Popular brand names include Cymbalta and Effexor. Norepinephrine and dopamine reuptake inhibitors NDRIs: The most famous brand name in this small group is Wellbutrin, which has the generic name bupropion. This antidepressant is now more actively prescribed to help smokers end their addiction to nicotine.
These medications increase the amount of neurotransmitters like serotonin, dopamine, and norepinephrine released in the brain. They have more side effects than newer antidepressants like SSRIs and SNRIs, but they are still occasionally prescribed for people who have tried newer antidepressants and not found them to be effective. Monoamine oxidase inhibitors MAOIs: These medications were among the first antidepressants to be developed, and they are still prescribed on occasion, but they can cause serious side effects.

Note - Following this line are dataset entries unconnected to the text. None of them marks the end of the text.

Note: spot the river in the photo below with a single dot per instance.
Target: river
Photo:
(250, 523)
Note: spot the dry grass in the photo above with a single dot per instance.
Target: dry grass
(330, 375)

They also require changes to diet, including the avoidance of certain foods, and they can interact with many other medications, making multimodal treatment difficult. While they are not used as a frontline defense against depression, PTSD, or anxiety, they are still prescribed for people who do not benefit from other antidepressants. This category includes a variety of other medications, including sedatives like Oleptro and Remeron, along with some antipsychotic medications.
Here are a few of the most effective uses: Bupropion and smoking cessation: The generic form of Wellbutrin, called bupropion, helps reduce cravings for tobacco when a person is attempting to quit smoking.
Scientist: Antidepressants cause addiction
Antidepressants are medications prescribed to stabilize moods and treat symptoms Antidepressants pose a lesser risk of addiction and abuse. Antidepressants SSRI abuse signs & withdrawal & side-effects: Get specialised antidepressant rehab programme with antidepressant detox & therapy at Castle. Do antidepressant SSRI drugs cause addiction? Yes, say researchers behind a study from the Nordic Cochrane Centre but their claim is met.